Das Werk lässt sich derzeit weder zeitlich noch thematisch eingrenzen und Moém hat auch kein Interesse daran, dieses zu tun. Nach einer Serie über das Leben im Rokoko folgen Bilder im Mafia-Stil und zuletzt eine Hommage an den genialen Techniker Nikola Tesla, der in Graz an der TU inskribiert war. Wichtig ist dem Fotografen die Annäherung an das Original. Das Lebensgefühl der handelnden Personen muss ebenso stimmig sein wie sämtliche Details an der Kleidung, der Haltung und der Ausstattung. So wurde für die Aufnahmen an der TU eine Tesla-Spule aus dem Jahr 1891 aus dem Keller geholt und von den Professoren wieder in Gang gesetzt.

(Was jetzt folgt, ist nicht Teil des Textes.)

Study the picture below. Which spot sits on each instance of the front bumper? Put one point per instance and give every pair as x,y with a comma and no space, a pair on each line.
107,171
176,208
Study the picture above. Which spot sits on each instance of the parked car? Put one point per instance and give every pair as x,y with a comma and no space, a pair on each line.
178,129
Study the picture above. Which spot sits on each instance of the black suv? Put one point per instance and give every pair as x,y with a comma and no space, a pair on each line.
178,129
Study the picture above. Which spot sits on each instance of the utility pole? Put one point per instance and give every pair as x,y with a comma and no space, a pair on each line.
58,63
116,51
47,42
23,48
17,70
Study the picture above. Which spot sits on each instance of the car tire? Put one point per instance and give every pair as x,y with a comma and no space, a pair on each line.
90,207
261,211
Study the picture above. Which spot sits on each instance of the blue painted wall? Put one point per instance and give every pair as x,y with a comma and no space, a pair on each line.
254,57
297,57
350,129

Keinesfalls sollen allerdings bereits vorhandene Werke der Kunstgeschichte nachgestellt werden. Moém legt großen Wert darauf, eigenständige Bildkompositionen zu schaffen. Jede der Serien hat eine Chronologie in sich, meist handelt es sich um einen kompletten Tagesablauf. Etwa im Falle des Rokoko kommt zuerst der dezente Tanz, dann die Völlerei und letztlich die - auch sexuelle - Ekstase.
Das Ambiente ist neben der Lichtsetzung, der Maske, der Inszenierung der zwischenmenschlichen Handlungen und den Kostümen ein weiterer entscheidender Faktor in der Vorbereitung. Vom Schloss in Stainz über die Hochspannungshalle der TU Graz bis zur Bar im original 1930er-Stil in Wien reichen die Settings bislang, doch Moém denkt größer. An die 20 Projekte trägt er in seinem Kopf, sagt er. Es wird Jahre, wenn nicht Jahrzehnte dauern, um diese zu realisieren. Aber: „Mich drängt in diesem Bereich nichts. Ich bin in der Relation sehr jung, das versichern mir auch internationale Galeristen und Künstler immer wieder."

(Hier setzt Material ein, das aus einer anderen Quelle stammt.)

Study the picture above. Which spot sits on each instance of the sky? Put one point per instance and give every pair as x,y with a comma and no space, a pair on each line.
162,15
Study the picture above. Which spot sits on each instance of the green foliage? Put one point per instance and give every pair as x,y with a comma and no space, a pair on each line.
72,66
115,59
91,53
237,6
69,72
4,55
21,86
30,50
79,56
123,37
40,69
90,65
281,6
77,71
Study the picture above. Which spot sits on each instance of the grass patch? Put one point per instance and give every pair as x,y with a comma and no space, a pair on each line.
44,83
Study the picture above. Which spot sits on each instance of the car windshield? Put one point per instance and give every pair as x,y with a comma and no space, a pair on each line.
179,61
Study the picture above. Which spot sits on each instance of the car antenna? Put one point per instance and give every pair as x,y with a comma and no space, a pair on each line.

Die Resonanz außerhalb von Österreich ist in der Tat bemerkenswert. Der Fotograf, der einst in Graz das BORG Monsberger noch vor dem Abschluss verlassen hatte, wurde bei der Art Basel Miami 2014 zum „Young Artist of the Year" auserkoren, gewann im Jahr darauf 4 Preise bei der PX3 Competition in Paris und den CIDPAE China International Photography Art Gold Award. Sammler aus aller Welt sind mittlerweile neugierig geworden auf den ungewöhnlichen Fotokünstler aus Europa, der Geschichte mit offenherzigen Inszenierungen verbindet, wie man sie sonst am ehesten noch von Pop-Künstler David LaChapelle kennt.
Nicht nur in der Gestaltung seiner Aufnahmen, auch in der Vermarktung möchte Moém freilich seine eigenen Wege gehen. „Ich habe schon zwei auf den ersten Blick vielversprechende Deals mit Galeristen ausgeschlagen, weil ich meine Freiheit behalten will", sagt er. So führt er lieber selbst Gespräche mit interessierten Sammlern, die die streng limitierten Bilder sowohl als Einzelwerk als auch in der kompletten Serie erwerben können. Für die nahe Zukunft plant Mateo Moém eine Ausstellung im Ausland, betont aber: „Ich rede zwar an sich sehr gerne über zukünftige Projekte, habe aber im Lauf der Jahre gelernt, es besser manchmal nicht zu tun."